Lilian Delaveau : Les crises que nous avons vécues, et que nous vivons encore, depuis 2020 et plus généralement depuis 2008, qu’elles soient financières, sanitaires ou diplomatiques, bouleversent les fondements de notre société. Et je suis convaincu que la question funéraire en général est un excellent marqueur sociétal : la façon dont on s’occupe de nos morts en dit long sur la façon dont on considère nos vivants. Les éclaireurs de cette vision, ce sont les opérateurs funéraires qui sont directement au contact des familles et de leurs préoccupations.

R : Pourquoi adresser spécifiquement le sujet de l’inflation ?

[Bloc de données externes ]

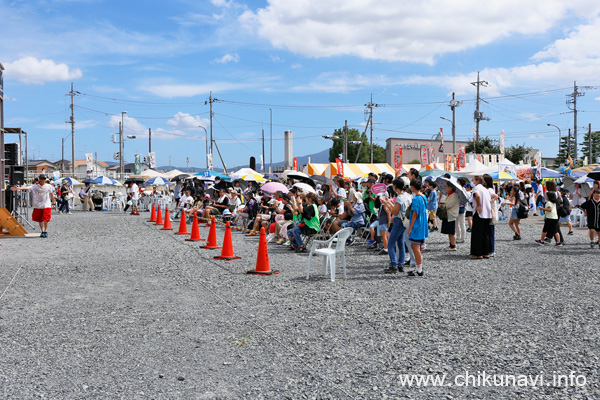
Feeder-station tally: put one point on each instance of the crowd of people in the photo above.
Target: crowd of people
(397, 221)
(394, 222)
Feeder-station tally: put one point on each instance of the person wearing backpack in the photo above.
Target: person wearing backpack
(564, 214)
(399, 226)
(550, 220)
(560, 210)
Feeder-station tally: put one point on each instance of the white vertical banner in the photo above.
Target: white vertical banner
(538, 165)
(151, 159)
(89, 160)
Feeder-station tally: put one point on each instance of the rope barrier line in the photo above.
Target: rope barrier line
(252, 322)
(10, 283)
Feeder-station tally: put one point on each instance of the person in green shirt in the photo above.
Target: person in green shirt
(310, 224)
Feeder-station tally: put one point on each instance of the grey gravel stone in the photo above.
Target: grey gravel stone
(108, 299)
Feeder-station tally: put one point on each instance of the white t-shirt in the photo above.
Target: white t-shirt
(404, 200)
(486, 204)
(185, 199)
(135, 192)
(41, 195)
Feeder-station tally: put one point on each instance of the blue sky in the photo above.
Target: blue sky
(314, 63)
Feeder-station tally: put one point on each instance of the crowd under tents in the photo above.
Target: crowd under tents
(350, 170)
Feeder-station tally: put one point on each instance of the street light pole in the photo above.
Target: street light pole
(559, 135)
(121, 145)
(206, 135)
(271, 140)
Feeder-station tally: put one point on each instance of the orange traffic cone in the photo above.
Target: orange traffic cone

LD : L’inflation est un sujet souvent difficile à saisir parce qu’il ne touche pas au prix d’un bien ou d’un service en particulier, mais à la valeur de l’argent en général. Cela crée des effets pernicieux, et souvent à retardement. En se penchant sur ce que disent vraiment les opérateurs funéraires, pris en étau entre la hausse des prix des matières premières et la chute du pouvoir d’achat des familles, on a la chance de comprendre quelles stratégies de résilience ont été mises en place ces derniers mois, mais on se donne aussi du recul pour réagir et sauvegarder le modèle français durant cette période troublée.

R : Quel a été votre mode opératoire pour recueillir les informations et autres témoignages qui vous ont permis d’étayer votre enquête ?

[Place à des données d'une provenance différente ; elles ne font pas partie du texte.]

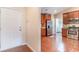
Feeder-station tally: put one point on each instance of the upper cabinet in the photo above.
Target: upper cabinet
(76, 14)
(71, 17)
(65, 18)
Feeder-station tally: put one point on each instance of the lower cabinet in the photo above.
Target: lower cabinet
(64, 32)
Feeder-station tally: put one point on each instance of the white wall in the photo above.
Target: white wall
(60, 15)
(10, 22)
(33, 28)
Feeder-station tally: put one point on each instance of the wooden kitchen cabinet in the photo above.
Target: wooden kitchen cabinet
(46, 43)
(76, 14)
(44, 18)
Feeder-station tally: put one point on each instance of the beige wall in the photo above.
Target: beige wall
(33, 28)
(30, 25)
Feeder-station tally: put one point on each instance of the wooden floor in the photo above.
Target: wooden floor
(23, 48)
(61, 44)
(56, 43)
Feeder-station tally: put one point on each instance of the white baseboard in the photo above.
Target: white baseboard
(11, 47)
(29, 47)
(20, 45)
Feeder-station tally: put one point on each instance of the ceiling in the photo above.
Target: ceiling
(53, 10)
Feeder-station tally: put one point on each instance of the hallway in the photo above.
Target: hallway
(62, 44)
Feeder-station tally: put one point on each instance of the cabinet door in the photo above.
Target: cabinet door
(46, 44)
(49, 17)
(65, 18)
(76, 14)
(10, 25)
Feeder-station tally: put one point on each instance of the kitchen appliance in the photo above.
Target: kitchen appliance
(49, 28)
(73, 33)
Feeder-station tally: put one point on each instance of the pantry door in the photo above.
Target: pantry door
(10, 28)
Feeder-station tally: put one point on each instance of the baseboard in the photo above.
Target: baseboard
(19, 45)
(29, 46)
(11, 47)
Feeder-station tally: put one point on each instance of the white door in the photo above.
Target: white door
(10, 28)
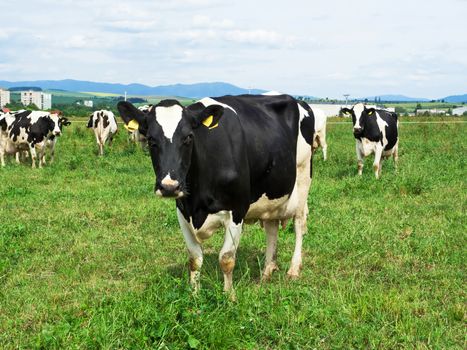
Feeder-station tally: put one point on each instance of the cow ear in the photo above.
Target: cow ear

LD : Nous avons proposé à nos partenaires de répondre à une enquête en ligne, ainsi qu’aux dirigeants et dirigeantes de pompes funèbres qui suivent notre entreprise sur LinkedIn. Nous avons étudié trois volets sur les coûts, les prix, et l’évolution du rapport avec les familles. Au total, nous avons recueilli 83 réponses qui nous ont permis de réaliser la partie quantitative de l’enquête, ainsi que 23 témoignages écrits qui nous ont permis de mettre en contexte les résultats de l’enquête.

R : Certains fournisseurs et autres pompes funèbres ont tenté, autant que faire se peut, de contenir au maximum, voire d’absorber, les coûts de l’augmentation des matières premières, de l’énergie et du transport… avez-vous identifié les raisons de cette posture ?

LD : Cela fait effectivement partie des attitudes que nous avons confirmées dans notre enquête. Je pense qu’il y a eu d’abord une volonté de protéger les familles d’une hausse des prix qu’on voulait espérer transitoire. Dans le même temps, le grand public a parfois une vision tordue du monde funéraire comme étant une course au profit – pour certains, cela a été l’occasion de montrer exactement l’inverse.

R : Le dernier rapport de la BCE annonce un pic d’inflation en avril/mai 2023, puis une baisse progressive des coûts des matières premières et de l’énergie d’ici la fin de l’année, avant un retour à la normale, au mieux, au printemps 2024 ou, plus raisonnablement, à la fin du premier semestre 2024. Qu’en pensez-vous, et, au regard de votre enquête et de ses conclusions, comment voyez-vous évoluer le marché funéraire et son économie d’ici là ?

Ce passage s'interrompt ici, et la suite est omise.